# Emperor Scorpion Will Not Eat



## Scorpionidad (Feb 13, 2014)

I've had my emperor scorpion for six months and she will not eat. She drinks water though, but will not acknowledge and actively chase prey. I heard that this species of scorpion has a hibernation period but six months?! I'm open to suggestions thank you!


----------



## ShredderEmp (Feb 13, 2014)

They don't hibernate, but they are known for fasting that long. They usually don't chase prey but instead will wait until it runs by their tunnel. All you can really do is make sure they are kept correctly and feed until they eat.


----------



## CptPV (Feb 15, 2014)

No there is no hibernation period. Do not be alarmed this is totally normal for Emperors and actually happens often. If they are overfed at one point then they can tend to not eat for very long periods of time or another possibility is she is preparing for to molt!  Do not try to force feed it as that can cause stress and even damage it if it is very close to a molt with will result in a failed molt and death  So just leave at least one small pinhead cricket in there for a few days at a time and then replace it after 3-5 days if it still hasn't eaten it. **** If you see it beginning to molt take any other live insects or animals out of the tank with it because they are very vulnerable during molt and even a cricket, if large enough, will try to eat it after a molt!! DO NOT put any live things back into the tank with it until it has fully hardened in its brand new molt


----------



## Scorpionidad (Feb 16, 2014)

OK thanks guys. She may just be fasting and could just as well be on her way to molting. I wonder, does the soil have to be moist? Especially before a molt? I appreciate it.


----------



## ShredderEmp (Feb 16, 2014)

For Pandinus imperator the soil should always be moist, but the top layer can be drier than the substrate below. Make sure they have access to water though.


----------



## Scorpionidad (Feb 16, 2014)

CptPV said:


> No there is no hibernation period. Do not be alarmed this is totally normal for Emperors and actually happens often. If they are overfed at one point then they can tend to not eat for very long periods of time or another possibility is she is preparing for to molt!  Do not try to force feed it as that can cause stress and even damage it if it is very close to a molt with will result in a failed molt and death  So just leave at least one small pinhead cricket in there for a few days at a time and then replace it after 3-5 days if it still hasn't eaten it. **** If you see it beginning to molt take any other live insects or animals out of the tank with it because they are very vulnerable during molt and even a cricket, if large enough, will try to eat it after a molt!! DO NOT put any live things back into the tank with it until it has fully hardened in its brand new molt


Thanks, I was thinking about force feeding her but now I won't. Back in '05 I found a scorpion at a pet shop that was on the brink of death; it was a large one and wouldn't move much.
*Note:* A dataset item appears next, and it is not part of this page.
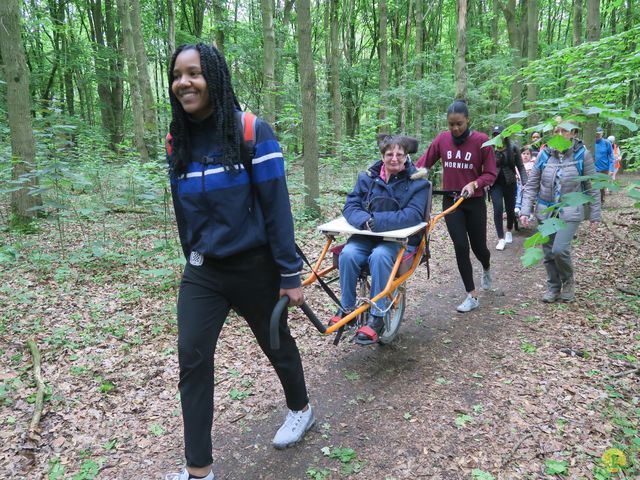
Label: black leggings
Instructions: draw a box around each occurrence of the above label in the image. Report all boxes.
[178,248,308,467]
[442,196,491,293]
[489,183,517,238]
The pet shop let me take it home for free so I took it and force fed it fresh cricket guts until she came too. I saved that scorpion's life and felt pretty good. That is why I wasn't sure if I should force feed my current scorpion or not. I will just keep the substrate moist and leave a water bowl for her. She likes to gorge herself on the water. My flat rock scorpion is doing great; she eats crickets, roams the cage and drinks and lets me hold her. That's probably another reason I was worried was because I was comparing two different species of scorpions.


----------



## ShredderEmp (Feb 16, 2014)

CptPV, you can't force feed a scorpion in premolt. They won't eat no matter what. While it is true that crickets re documented attacking molting scorpions, not all insects will do that. For example, Blaptica dubia roaches will try to avoid a scorpion no matter what because they know it is a predator. Also, stress doesn't always result in bad molts. Most scorpions are always in some level of stress. Bad molts often come from the exuviae splitting in the wrong spot, but death does sometimes happen for other reasons.


----------



## KDiiX (Feb 17, 2014)

ShredderEmp said:


> CptPV, you can't force feed a scorpion in premolt. They won't eat no matter what. While it is true that crickets re documented attacking molting scorpions, not all insects will do that. For example, Blaptica dubia roaches will try to avoid a scorpion no matter what because they know it is a predator. Also, stress doesn't always result in bad molts. Most scorpions are always in some level of stress. Bad molts often come from the exuviae splitting in the wrong spot, but death does sometimes happen for other reasons.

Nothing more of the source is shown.